Shuo Wang, co-founder and Chief Revenue Officer of Deel, described the strategies used to scale the company into a multi-billion-dollar tech unicorn.

The growth of Deel serves as a case study for modern tech scaling, illustrating how a company can achieve massive valuation by challenging traditional corporate leadership structures.

Wang shared his personal background during an interview for the "C-Suite Unscripted" series by Forbes. He said he moved to the U.S. at 16, ran a flea-market stall, and later studied mechanical engineering and robotics at MIT.

According to a Forbes editorial summary, Deel grew to more than $1.5 billion [1] in annual recurring revenue. The company is now valued at roughly $17 billion [2]. This rapid ascent was supported by a willingness to deviate from standard executive hiring practices.

Reports from Yahoo Finance indicate that the CEO was once told to fire his entire leadership team. Instead, the CEO kept the original zero-salary crew to build the organization. This decision helped form the foundation of the current $17 billion [2] giant.

Wang used the discussion to outline the playbook behind the company's expansion. The focus remained on scaling quickly while maintaining the core team that helped the company launch. By prioritizing this original group over external leadership recommendations, Deel managed to maintain its trajectory toward unicorn status.

The company's current financial standing reflects a combination of aggressive revenue growth and a lean, committed initial workforce.
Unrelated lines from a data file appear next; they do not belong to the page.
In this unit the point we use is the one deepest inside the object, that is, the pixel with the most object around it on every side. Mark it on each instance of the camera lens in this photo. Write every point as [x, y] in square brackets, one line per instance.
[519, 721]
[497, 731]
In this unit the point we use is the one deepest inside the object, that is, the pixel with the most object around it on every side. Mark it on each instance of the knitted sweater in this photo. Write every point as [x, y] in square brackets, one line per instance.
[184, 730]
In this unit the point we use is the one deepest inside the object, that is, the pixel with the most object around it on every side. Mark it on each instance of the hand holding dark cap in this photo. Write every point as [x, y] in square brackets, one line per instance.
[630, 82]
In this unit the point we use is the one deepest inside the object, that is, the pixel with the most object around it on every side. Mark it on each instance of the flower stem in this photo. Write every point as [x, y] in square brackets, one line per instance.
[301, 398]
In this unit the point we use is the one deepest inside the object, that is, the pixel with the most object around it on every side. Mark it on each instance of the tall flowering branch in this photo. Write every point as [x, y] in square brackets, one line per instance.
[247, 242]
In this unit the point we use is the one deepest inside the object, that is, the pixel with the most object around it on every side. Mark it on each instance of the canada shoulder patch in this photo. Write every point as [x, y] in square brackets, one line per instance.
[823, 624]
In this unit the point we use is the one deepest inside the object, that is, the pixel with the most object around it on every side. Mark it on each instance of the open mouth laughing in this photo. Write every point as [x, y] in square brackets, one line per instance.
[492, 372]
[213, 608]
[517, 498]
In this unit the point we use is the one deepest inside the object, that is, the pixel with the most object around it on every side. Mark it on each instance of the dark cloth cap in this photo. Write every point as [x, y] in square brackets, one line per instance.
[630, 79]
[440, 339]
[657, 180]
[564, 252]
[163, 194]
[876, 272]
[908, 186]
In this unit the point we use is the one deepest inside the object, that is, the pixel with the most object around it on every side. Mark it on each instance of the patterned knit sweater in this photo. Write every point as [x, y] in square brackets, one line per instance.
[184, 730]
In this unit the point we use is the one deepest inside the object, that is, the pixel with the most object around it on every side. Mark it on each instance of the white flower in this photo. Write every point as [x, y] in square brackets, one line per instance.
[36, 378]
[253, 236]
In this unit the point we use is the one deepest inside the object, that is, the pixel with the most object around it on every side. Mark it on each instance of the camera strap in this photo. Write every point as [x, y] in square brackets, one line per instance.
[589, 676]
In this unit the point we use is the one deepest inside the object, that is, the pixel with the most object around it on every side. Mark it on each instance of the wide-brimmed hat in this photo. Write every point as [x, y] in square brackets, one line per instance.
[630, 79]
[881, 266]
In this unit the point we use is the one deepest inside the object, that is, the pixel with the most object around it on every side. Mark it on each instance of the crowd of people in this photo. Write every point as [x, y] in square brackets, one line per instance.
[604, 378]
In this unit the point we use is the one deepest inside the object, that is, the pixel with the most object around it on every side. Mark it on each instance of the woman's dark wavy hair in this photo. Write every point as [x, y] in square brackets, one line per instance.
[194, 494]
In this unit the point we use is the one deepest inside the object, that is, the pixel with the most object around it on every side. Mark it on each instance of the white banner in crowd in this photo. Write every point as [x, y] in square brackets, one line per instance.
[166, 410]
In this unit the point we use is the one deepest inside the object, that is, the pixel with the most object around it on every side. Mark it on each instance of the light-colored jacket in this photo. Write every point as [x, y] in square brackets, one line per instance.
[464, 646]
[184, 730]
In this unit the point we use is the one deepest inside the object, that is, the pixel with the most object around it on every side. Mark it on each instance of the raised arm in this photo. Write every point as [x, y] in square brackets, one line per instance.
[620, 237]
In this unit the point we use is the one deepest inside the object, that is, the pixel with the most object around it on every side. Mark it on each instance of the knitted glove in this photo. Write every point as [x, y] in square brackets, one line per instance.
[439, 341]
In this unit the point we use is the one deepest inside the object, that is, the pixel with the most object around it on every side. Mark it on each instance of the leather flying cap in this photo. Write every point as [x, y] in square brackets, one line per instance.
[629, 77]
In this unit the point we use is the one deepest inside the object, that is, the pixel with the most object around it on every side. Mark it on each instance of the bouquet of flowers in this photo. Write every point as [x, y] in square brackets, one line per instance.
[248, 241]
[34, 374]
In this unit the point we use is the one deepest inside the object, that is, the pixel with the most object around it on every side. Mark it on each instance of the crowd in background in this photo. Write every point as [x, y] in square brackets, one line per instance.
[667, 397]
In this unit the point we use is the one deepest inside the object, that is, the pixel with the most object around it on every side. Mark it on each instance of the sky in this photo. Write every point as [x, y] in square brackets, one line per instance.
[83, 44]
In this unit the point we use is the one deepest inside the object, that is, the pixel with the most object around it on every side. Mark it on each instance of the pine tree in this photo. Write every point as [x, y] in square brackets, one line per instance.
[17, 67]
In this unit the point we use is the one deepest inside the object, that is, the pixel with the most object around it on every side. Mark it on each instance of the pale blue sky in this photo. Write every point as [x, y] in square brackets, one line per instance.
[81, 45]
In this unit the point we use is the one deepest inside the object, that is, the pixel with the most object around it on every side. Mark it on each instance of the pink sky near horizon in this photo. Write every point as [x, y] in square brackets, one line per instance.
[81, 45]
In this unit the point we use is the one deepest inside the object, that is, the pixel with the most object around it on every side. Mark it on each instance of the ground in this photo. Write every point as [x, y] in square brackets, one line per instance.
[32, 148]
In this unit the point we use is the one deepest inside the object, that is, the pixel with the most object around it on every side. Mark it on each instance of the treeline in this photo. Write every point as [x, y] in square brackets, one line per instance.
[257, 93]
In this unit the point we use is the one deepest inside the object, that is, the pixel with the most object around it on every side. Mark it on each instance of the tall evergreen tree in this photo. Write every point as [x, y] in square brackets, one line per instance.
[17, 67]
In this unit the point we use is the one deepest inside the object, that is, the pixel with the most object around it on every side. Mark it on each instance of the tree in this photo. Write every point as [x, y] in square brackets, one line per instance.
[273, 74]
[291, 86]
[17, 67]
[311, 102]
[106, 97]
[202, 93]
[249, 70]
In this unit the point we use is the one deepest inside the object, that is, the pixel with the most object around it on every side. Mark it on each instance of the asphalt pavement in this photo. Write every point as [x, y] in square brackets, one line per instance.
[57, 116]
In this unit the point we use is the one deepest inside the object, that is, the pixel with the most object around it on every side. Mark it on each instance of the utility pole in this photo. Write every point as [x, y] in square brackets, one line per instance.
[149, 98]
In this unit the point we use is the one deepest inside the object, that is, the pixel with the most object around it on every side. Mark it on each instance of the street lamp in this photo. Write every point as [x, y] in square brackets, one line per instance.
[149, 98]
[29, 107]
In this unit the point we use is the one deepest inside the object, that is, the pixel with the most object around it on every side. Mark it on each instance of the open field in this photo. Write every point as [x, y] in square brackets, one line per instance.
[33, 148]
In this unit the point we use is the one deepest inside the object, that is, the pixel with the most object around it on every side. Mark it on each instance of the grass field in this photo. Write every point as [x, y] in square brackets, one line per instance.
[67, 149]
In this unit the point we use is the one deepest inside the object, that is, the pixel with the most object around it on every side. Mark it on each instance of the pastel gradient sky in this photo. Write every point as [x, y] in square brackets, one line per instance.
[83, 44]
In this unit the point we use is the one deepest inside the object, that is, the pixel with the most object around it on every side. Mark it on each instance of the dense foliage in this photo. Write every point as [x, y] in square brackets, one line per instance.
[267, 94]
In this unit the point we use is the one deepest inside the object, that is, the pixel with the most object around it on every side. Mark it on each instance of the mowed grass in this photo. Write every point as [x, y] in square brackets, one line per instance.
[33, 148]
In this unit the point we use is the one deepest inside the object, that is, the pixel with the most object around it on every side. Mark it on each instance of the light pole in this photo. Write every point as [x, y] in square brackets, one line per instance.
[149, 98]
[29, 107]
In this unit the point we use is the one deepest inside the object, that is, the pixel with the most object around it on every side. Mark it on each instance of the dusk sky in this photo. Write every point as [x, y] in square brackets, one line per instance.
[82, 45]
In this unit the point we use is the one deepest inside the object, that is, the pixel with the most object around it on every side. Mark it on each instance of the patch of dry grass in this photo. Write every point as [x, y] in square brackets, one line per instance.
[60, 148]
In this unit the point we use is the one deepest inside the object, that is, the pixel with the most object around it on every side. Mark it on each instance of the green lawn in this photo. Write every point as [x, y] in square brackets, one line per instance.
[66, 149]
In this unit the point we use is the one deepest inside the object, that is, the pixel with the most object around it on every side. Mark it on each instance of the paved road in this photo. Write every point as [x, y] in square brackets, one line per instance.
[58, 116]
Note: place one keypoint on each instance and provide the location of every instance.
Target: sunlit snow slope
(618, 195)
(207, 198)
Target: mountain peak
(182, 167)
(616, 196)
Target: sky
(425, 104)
This approach allowed Deel to capture a significant share of the global employment and payroll market as remote work trends increased.

Deel grew to more than $1.5 billion in annual recurring revenue

Deel's trajectory highlights a shift in the venture capital landscape where rapid scaling and high annual recurring revenue can justify massive valuations, even when leadership structures defy traditional corporate governance. By retaining a 'zero-salary crew' rather than installing professional managers early on, the company prioritized cultural alignment and shared risk over established executive experience.